Just want to be sure I am not getting ripped off since there aren't a lot of options for galvanized or aluminum trailers here in the midwest.


----------



## firecat1981 (Nov 27, 2007)

My new continental galvanized tilt trailer was about $900 when I got it a year and a half ago. It works great.


----------



## jfboothe (Dec 19, 2012)

Thanks Firecat. Just the kind of information I needed. I am looking at a Loadrite trailer Model 16150076DW with side guides that I think will work for about that price.


----------



## firecat1981 (Nov 27, 2007)

I did price out cheaper aluminum trailers too, the cheaper ones I found were in the $1500 range from magic tilt. 

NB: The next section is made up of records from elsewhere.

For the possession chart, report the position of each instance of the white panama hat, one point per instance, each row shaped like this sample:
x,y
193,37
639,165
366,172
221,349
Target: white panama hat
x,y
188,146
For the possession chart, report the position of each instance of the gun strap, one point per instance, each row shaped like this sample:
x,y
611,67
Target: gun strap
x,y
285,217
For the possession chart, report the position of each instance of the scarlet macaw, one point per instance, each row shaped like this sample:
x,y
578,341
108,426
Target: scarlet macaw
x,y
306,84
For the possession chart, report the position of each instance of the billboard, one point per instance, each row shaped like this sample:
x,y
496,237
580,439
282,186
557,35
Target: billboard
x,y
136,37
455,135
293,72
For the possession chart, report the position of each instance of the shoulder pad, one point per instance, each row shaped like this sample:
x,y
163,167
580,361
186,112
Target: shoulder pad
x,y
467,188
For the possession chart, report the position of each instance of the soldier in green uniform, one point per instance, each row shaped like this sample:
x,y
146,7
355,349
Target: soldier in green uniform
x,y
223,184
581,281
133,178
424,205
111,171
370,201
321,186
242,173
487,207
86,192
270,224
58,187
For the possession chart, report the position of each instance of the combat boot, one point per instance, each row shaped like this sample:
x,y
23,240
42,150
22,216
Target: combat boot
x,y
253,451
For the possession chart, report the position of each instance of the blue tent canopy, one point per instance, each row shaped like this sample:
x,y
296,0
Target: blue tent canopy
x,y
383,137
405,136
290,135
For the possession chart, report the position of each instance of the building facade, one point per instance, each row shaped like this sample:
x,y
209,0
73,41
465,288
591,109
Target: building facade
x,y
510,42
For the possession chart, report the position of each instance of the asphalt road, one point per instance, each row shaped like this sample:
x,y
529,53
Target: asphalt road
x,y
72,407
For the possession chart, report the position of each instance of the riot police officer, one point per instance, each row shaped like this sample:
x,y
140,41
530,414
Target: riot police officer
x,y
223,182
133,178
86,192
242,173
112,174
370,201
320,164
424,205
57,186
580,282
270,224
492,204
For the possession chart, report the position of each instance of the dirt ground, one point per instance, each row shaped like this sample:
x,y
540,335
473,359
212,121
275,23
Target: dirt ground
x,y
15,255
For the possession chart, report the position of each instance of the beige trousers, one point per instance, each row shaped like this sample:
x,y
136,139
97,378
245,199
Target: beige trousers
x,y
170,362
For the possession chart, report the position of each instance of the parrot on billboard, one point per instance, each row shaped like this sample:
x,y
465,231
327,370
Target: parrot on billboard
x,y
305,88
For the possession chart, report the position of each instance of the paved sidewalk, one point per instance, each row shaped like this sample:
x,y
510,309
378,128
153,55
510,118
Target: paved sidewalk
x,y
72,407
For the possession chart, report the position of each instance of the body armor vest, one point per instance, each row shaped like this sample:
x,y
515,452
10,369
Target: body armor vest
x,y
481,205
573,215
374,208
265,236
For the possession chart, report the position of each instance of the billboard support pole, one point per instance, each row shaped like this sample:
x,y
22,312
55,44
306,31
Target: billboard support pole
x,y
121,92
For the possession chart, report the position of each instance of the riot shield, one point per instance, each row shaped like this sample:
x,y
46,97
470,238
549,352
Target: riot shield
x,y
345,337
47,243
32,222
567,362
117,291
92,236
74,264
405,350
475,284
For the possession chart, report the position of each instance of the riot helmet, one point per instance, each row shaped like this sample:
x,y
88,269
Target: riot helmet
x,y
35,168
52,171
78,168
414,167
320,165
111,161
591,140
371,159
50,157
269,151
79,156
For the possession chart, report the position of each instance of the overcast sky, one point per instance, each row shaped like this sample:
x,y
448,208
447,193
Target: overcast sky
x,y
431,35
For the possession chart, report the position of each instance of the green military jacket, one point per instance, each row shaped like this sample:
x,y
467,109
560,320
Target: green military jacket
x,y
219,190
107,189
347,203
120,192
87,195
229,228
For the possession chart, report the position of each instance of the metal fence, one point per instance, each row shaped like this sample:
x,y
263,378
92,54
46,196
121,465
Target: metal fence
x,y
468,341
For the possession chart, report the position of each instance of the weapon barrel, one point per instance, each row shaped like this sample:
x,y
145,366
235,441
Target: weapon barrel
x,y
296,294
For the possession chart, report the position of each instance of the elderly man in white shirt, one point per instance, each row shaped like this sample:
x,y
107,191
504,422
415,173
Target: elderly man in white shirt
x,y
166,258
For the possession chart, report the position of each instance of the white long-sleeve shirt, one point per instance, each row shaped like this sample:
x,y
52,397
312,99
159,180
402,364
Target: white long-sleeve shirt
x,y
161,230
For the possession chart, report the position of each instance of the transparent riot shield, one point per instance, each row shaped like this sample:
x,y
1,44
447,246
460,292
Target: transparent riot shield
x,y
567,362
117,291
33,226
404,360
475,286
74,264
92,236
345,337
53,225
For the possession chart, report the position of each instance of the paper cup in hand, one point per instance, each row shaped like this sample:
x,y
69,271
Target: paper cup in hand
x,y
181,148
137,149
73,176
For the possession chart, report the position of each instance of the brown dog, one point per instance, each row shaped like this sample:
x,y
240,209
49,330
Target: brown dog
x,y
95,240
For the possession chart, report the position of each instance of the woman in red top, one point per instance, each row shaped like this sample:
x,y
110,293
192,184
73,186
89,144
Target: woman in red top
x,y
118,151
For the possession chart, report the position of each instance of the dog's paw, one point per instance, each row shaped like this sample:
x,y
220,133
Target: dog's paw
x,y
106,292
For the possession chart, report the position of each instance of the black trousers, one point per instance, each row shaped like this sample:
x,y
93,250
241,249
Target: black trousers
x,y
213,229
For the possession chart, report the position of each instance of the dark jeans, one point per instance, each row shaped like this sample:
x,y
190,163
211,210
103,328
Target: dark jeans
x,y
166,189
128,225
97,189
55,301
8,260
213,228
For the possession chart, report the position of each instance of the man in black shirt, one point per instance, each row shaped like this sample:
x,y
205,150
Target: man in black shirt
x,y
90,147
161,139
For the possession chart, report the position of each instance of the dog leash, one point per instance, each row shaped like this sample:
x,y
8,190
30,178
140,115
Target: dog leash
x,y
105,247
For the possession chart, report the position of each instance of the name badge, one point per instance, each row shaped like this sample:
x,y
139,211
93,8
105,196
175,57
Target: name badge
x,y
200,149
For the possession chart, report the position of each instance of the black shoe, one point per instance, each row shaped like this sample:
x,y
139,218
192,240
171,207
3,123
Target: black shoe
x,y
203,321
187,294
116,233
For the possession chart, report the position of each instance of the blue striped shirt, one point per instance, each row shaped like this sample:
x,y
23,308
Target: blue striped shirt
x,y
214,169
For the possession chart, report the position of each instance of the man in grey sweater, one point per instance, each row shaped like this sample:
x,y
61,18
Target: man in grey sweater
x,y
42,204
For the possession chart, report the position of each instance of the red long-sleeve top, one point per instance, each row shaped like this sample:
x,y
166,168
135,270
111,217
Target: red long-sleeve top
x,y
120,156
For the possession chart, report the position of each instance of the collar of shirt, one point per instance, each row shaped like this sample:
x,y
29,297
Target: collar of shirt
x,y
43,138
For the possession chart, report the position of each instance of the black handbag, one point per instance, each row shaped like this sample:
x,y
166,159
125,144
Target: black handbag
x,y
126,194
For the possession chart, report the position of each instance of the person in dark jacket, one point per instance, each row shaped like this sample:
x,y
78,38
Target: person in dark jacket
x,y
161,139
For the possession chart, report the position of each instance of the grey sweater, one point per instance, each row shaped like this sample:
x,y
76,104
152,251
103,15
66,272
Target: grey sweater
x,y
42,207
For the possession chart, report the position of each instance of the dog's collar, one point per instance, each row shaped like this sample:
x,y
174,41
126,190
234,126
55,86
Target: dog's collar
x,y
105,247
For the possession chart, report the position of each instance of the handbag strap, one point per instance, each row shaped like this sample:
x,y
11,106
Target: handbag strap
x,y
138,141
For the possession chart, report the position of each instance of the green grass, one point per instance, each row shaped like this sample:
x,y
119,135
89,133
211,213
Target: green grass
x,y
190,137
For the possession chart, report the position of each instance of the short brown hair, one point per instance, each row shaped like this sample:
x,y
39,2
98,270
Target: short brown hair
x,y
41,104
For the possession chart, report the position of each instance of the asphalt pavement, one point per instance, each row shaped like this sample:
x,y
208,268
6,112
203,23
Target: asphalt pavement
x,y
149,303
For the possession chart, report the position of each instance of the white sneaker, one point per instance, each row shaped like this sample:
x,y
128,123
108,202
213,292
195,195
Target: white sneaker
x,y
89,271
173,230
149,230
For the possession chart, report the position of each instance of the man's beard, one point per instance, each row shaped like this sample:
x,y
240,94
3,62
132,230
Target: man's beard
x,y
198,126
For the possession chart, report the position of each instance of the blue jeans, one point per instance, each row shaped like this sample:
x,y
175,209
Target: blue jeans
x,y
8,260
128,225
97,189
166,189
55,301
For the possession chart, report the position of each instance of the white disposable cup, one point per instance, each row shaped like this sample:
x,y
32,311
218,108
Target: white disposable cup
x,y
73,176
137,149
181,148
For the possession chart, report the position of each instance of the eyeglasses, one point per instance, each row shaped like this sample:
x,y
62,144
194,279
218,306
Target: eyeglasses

I actually bought a rolls axle aluminum trailer before for about $900, it was called there bronze line. It was so flimsy it twisted when I put the boat on it so I returned it and decided good old steel is the way to go for me.


----------



## Rogersar24 (Dec 22, 2010)

http://spacecoast.craigslist.org/boa/3566599205.html


----------



## Luke_WL. (Nov 28, 2012)

I've been looking for a new trailer for my hpx. It came on a cheaper galvanized trailer. I want something along the lines of the ramlin or the ones that come with the mavericks. If I find one mine will be up for sale soon. Where should I look?


----------



## topnative2 (Feb 22, 2009)

Loadmaster is the best on the market and great to wrk w/ getting parts etc.


http://loadmaster.tampaits.com/


----------